Norman Lamb, a Liberal Democrat MP and former health minister, has spoken about buying and using cannabis oil to relax himself before an important meeting as part of a BBC documentary about the legalisation of the drug in Canada.
Lamb visited Canada with the Labour MP David Lammy and the Conservative MP Jonathan Djanogly for the programme to learn about the effects of cannabis in Canada, where recreational use of the drug is legal.
As part of the documentary for BBC Radio 1’s Newsbeat, he bought and sampled cannabis oil, before flushing the rest of it down the toilet before his return flight to the UK.
The cannabis oil tried by Lamb contains compound Tetrahydrocannabinol (THC), which is a psychoactive ingredient that makes it different and more potent than the legal cannabidiol (CBD oil). It can be prescribed for medicinal use but is difficult to access and parents have had difficulty importing it for their epileptic children.
Lamb, a long-term advocate of the legalisation of cannabis and who previously tried the drug as a student, told the programme: “Taking this oil is purely for sleeping, for relaxation, I will take it before bed and before my flight home.
“I was really anxious because I had the hearing of the technology and science select committee the next day and I was travelling back overnight, and I just thought if I get back having had no sleep it will be a challenge.”
He said it was “ridiculous” that he had to dispose of it down the toilet before returning to the UK “because to bring it back into the country would have been a criminal act”.
He said he did not feel “high” but it did help him fall asleep. “I slept incredibly well.
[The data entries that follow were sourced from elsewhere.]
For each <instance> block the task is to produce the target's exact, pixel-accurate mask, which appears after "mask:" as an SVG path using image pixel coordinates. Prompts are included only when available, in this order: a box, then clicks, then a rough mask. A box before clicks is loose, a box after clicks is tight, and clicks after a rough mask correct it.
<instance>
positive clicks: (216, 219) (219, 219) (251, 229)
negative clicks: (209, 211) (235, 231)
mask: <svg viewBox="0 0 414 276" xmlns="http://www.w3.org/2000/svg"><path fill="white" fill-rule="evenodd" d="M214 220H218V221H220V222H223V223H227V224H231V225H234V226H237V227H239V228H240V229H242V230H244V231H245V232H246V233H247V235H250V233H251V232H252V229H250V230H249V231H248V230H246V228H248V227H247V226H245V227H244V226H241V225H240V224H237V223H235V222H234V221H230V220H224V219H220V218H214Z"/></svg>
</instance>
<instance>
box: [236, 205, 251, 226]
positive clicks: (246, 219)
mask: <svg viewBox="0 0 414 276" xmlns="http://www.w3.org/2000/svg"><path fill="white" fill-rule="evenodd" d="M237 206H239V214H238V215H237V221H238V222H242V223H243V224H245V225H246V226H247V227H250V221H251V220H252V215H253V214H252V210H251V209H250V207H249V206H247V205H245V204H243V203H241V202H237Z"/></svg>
I took the drops and I slept very well on the plane home, I actually slept through breakfast.”
Lamb told the Guardian ahead of the programme, which is due to appear on iPlayer on Monday: “I wanted to demonstrate that a very nondescript act like buying cannabis oil to help you sleep and putting a couple of drops under your tongue amounts to a criminal act.
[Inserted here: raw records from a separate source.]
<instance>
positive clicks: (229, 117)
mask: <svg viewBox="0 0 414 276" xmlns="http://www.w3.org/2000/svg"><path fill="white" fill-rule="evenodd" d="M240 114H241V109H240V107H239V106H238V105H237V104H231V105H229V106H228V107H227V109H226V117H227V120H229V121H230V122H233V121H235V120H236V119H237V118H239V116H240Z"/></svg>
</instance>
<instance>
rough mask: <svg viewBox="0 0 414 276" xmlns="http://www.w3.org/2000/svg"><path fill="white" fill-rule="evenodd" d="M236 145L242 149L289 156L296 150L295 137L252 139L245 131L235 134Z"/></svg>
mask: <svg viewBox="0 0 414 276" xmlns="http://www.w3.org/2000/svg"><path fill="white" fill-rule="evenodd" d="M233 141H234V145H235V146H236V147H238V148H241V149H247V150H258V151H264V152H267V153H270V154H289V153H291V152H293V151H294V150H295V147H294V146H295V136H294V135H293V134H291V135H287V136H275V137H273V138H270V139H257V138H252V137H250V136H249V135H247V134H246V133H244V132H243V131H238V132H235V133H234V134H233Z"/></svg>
“It just demonstrates to me how ludicrous it is that we continue to criminalise people who use cannabis with all the disastrous consequences of prohibition, like extreme violence that goes with it always in the poorest communities, the billions of pounds going to organised crime on a plate and the criminalisation of young people. I wanted to demonstrate the approach we have at the moment is ludicrous and there is a much better evidence-based approach.”
In the programme, Lammy said he had a significant shift on his position and said he now backs legalisation in the UK.
“I want the market legalised and regulated, taken away from criminal gangs, young people not criminalised by use and properly educated. But I want to see the strength of the stuff reduced, labelled and properly organised in our country,” he said.
“I am really worried about the amount of seriously hard, potent, skunk-type cannabis that young people are consuming and for some of them, it is leading to mental health issues and psychosis. But in Canada, you see proper labelling.”
Djanogly did not back legalisation, but said he remained open to the idea. He said: “I think we have got a lot to learn before the legalisation of recreational cannabis, which I think will happen at some point. I think we’re on a 10-to-15 year cycle, which would mirror what has happened in Canada.”